When we changed what we ate, we changed how we looked. We now have more energy and weigh less; cholesterol levels have dropped, along with blood pressure.
Now back to exercise. Do I believe an active lifestyle is important? Yes I do. Check the internet and you will find that a physically active lifestyle and a normal body weight contribute to greater longevity and good health. Do you have to go to the gym to work out everyday for an hour or more? Not unless that is your cup of tea. Other simple options along with healthy eating are walking for 20-30 minutes per day on your lunch hour, biking, taking the stairs rather than the elevator, parking on the far side of the parking lot and walking a little farther, participating in activities like golf, fishing, gardening even housework, or other forms of moderate exercise that you enjoy. Find an activity that you like and get moving. If you hate the gym, do something else. There is no one right amount or kind of exercise that fits everyone.

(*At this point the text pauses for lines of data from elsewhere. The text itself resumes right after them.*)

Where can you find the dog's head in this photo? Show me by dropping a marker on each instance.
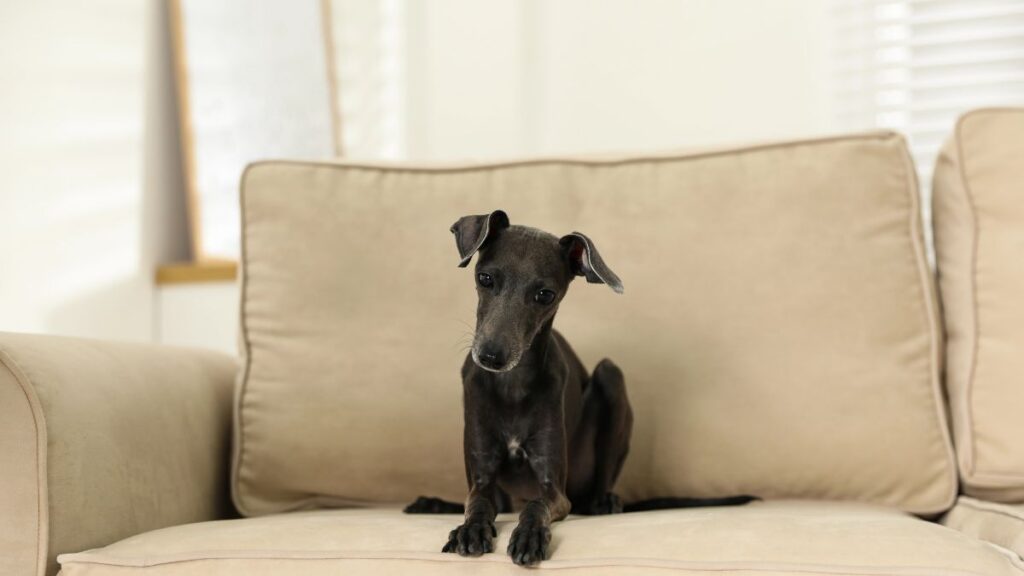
(522, 274)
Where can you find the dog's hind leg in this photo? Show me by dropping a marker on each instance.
(430, 505)
(613, 428)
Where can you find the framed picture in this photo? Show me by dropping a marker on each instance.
(255, 80)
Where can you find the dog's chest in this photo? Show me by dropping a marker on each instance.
(516, 452)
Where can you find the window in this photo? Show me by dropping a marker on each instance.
(914, 66)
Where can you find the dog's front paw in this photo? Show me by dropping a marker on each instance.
(609, 503)
(472, 538)
(529, 543)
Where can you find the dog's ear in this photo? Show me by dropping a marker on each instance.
(586, 260)
(472, 232)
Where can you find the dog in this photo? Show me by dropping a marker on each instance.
(539, 430)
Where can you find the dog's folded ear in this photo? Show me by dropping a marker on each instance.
(471, 233)
(586, 260)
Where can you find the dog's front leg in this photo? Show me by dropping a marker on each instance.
(528, 544)
(476, 534)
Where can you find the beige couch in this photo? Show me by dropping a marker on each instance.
(781, 333)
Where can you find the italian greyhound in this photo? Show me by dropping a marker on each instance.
(539, 433)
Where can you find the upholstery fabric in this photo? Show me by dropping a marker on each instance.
(979, 238)
(778, 330)
(763, 538)
(99, 441)
(1001, 525)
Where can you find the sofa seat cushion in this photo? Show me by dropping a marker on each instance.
(779, 537)
(1001, 525)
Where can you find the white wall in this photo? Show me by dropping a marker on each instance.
(524, 77)
(85, 154)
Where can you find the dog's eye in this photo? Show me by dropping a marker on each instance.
(544, 297)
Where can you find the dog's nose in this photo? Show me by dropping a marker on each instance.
(492, 358)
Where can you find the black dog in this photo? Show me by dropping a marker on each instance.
(538, 429)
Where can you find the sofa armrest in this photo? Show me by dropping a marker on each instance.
(1001, 525)
(99, 441)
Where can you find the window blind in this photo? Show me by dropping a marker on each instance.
(914, 66)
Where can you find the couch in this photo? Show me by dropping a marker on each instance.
(782, 334)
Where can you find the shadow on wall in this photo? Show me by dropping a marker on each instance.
(129, 221)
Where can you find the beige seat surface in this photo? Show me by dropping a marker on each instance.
(1001, 525)
(804, 538)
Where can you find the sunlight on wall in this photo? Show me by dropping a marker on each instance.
(78, 248)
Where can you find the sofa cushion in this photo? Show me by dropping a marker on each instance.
(1001, 525)
(763, 538)
(979, 238)
(778, 330)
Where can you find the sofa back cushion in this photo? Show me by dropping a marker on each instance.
(979, 239)
(778, 330)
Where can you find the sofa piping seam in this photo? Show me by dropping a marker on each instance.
(42, 497)
(571, 565)
(975, 345)
(931, 321)
(597, 163)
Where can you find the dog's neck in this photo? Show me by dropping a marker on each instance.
(515, 384)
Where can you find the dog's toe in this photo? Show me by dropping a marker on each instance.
(471, 539)
(528, 544)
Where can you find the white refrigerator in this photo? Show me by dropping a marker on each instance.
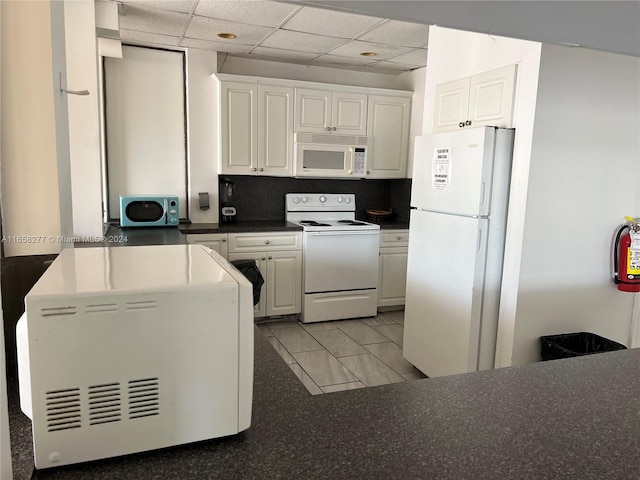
(459, 200)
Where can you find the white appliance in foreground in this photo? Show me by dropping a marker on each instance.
(457, 227)
(340, 260)
(128, 349)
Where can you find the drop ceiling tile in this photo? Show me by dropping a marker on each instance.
(399, 33)
(417, 57)
(256, 12)
(148, 38)
(343, 60)
(288, 54)
(354, 48)
(174, 5)
(305, 42)
(330, 23)
(205, 28)
(215, 46)
(149, 20)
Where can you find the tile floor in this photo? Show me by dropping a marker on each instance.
(343, 354)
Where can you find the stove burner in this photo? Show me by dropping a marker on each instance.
(351, 222)
(313, 223)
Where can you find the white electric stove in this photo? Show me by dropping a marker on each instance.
(340, 256)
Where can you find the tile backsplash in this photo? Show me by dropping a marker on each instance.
(262, 198)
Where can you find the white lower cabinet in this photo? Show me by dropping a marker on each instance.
(215, 241)
(278, 256)
(392, 267)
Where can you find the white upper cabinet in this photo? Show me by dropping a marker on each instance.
(388, 132)
(479, 100)
(239, 126)
(322, 111)
(275, 130)
(257, 129)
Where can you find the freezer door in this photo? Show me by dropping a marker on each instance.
(447, 256)
(452, 171)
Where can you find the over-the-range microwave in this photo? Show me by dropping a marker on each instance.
(149, 211)
(330, 156)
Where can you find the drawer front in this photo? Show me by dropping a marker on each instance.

“Thirty minutes a day of moderate activity has a very significant health benefit,” says Catherine Jackson, professor and chair of the department of kinesiology at the California State University in Fresno and a spokesperson for the American College of Sports Medicine.
This same article suggests eating less and exercising more if you want to lose weight. I suggest eating "better" and moderate exercise to lose weight. Lower the carb intake, processed foods, fast food, and high fat foods along with 20 minutes of walking a day. This streamlined approach gave my husband and me better health and weight loss than we ever achieved at the gym.
Enough rambling. I'm going for a walk.